Why have I chosen now to bring all this up? Partly because I’ve been asked to write something for the Royal Society’s celebrations of 80 years since the first women were elected to the Fellowship and I wanted to include a few words about Cavendish’s ill-fated visit to the Society as the first woman to be allowed in (but then had to trim it in the interests of length). But also because of something said to me recently by a visitor to Cambridge about her daughter. This young woman had just embarked on a university course related to Physics and was finding her environment far from congenial. It seemed that the men she was paired with simply took over, elbowed her out of the way, when it came to practical work.  ‘But’, the mother said, ‘she’s a feisty little thing.’ I felt indignant on the daughter’s behalf that this was what it took to survive, in 2026, on a Physics-related course. Whereas, around the time Yale first admitted women and Eileen Pollack found the Physics course unwelcoming, as described in her 2015 book, The Only Woman in the Room, about her time at Yale in the mid 1970’s, that could be forgiven, perhaps, as consistent with the fact Yale hadn’t really adjusted to women on campus. But now? Really?

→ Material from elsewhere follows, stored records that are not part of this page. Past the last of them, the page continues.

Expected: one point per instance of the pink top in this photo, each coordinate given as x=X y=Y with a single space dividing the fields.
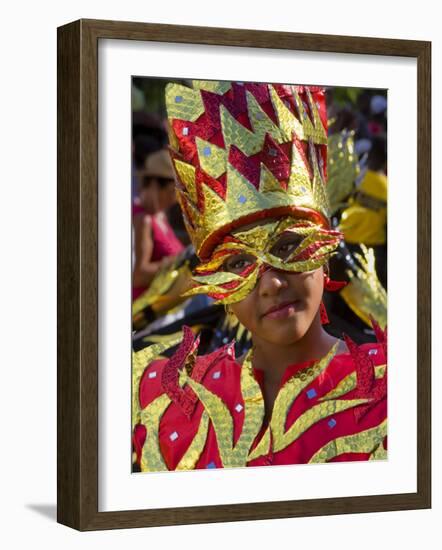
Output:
x=165 y=242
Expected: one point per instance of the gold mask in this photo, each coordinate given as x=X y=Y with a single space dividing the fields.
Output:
x=289 y=244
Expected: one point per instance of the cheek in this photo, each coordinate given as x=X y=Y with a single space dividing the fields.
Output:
x=244 y=311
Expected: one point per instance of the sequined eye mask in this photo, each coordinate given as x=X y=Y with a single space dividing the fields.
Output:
x=310 y=247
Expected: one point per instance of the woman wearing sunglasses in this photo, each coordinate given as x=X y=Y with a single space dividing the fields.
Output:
x=250 y=162
x=155 y=243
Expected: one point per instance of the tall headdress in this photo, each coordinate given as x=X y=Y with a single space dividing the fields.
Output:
x=244 y=152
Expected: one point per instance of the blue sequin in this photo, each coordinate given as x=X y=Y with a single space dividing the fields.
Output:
x=311 y=393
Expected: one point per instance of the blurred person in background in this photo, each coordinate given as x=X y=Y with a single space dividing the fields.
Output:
x=365 y=219
x=155 y=243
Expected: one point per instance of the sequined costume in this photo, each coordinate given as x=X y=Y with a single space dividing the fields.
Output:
x=251 y=160
x=208 y=412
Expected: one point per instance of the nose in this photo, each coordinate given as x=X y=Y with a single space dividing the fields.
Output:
x=272 y=282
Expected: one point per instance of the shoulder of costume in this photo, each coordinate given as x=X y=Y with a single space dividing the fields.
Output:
x=169 y=375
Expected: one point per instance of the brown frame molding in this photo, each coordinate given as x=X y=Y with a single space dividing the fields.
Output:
x=77 y=225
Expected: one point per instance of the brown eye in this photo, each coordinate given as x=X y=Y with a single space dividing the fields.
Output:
x=285 y=246
x=239 y=262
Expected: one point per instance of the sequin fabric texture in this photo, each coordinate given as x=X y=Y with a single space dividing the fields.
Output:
x=332 y=409
x=244 y=152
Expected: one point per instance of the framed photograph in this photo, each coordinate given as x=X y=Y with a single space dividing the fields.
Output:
x=234 y=207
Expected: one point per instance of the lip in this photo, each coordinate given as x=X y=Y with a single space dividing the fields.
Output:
x=284 y=309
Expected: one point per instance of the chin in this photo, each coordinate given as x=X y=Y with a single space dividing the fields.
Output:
x=284 y=333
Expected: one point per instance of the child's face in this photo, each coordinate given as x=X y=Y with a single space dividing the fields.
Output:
x=288 y=245
x=297 y=297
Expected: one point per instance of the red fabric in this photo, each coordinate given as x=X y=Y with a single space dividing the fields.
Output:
x=226 y=385
x=165 y=242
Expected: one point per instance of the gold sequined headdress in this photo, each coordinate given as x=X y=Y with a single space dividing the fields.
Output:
x=244 y=152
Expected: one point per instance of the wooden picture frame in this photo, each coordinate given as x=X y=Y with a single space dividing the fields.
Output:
x=78 y=274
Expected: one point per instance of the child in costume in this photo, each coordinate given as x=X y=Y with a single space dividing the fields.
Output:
x=250 y=160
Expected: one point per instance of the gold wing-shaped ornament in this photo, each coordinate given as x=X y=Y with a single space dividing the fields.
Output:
x=365 y=294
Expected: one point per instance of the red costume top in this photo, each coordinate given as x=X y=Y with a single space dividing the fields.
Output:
x=207 y=412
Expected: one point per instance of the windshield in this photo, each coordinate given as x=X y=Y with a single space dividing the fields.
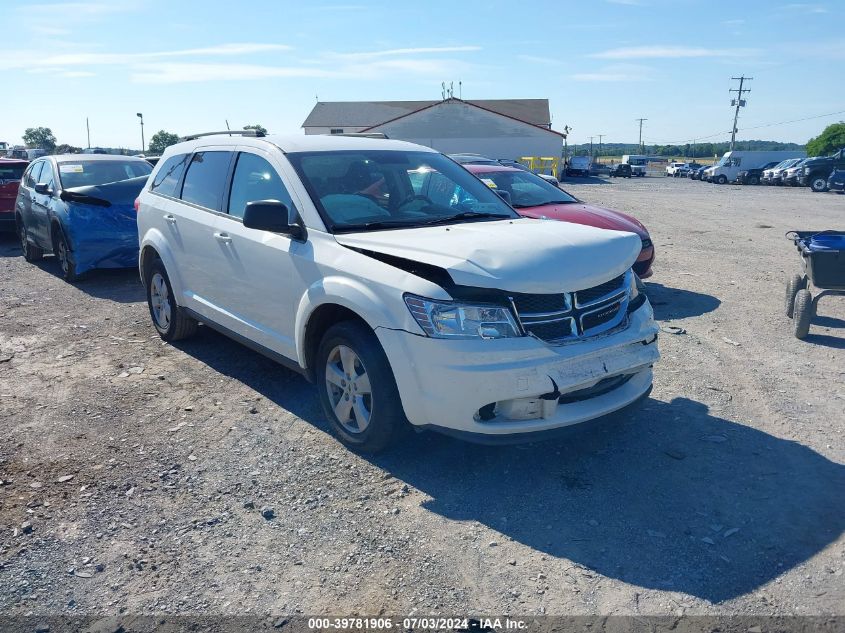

Women wanting to pursue a Physics-related career should not need to be feisty to survive – or eccentric, or have their dress referred to or any of the other indignities both Cavendish and Pollack, some centuries later, had to endure. We need women of all dispositions in our workplace, not just the ones who dare to stand up for their corner. It is depressing to feel that our university labs are still so often hostile, and whoever is in charge of them, be they professors or PhD students, don’t think it is important enough to intervene when a woman is being patronised or bullied (on the limited information I have about this particular case, I don’t know which, but neither is acceptable).

What will it take for women to feel at home in a Physics Lab? We don’t only want the ‘feisty’ to be the ones who survive. I recall something Curt Rice said to me twelve years ago ‘Put a single woman in a group of men’, he said, ‘and she will feel uncomfortable and awkward. Put a single man in a group of women and he will feel in charge.’ (The full blogpost in which I refer to this is here; the word feisty appears there too.) Clearly, we need men to feel less at home, less entitled, less ‘in charge’. And if the men in the room aren’t able to act appropriately, it also needs a watchful supervisory eye and determined intervention.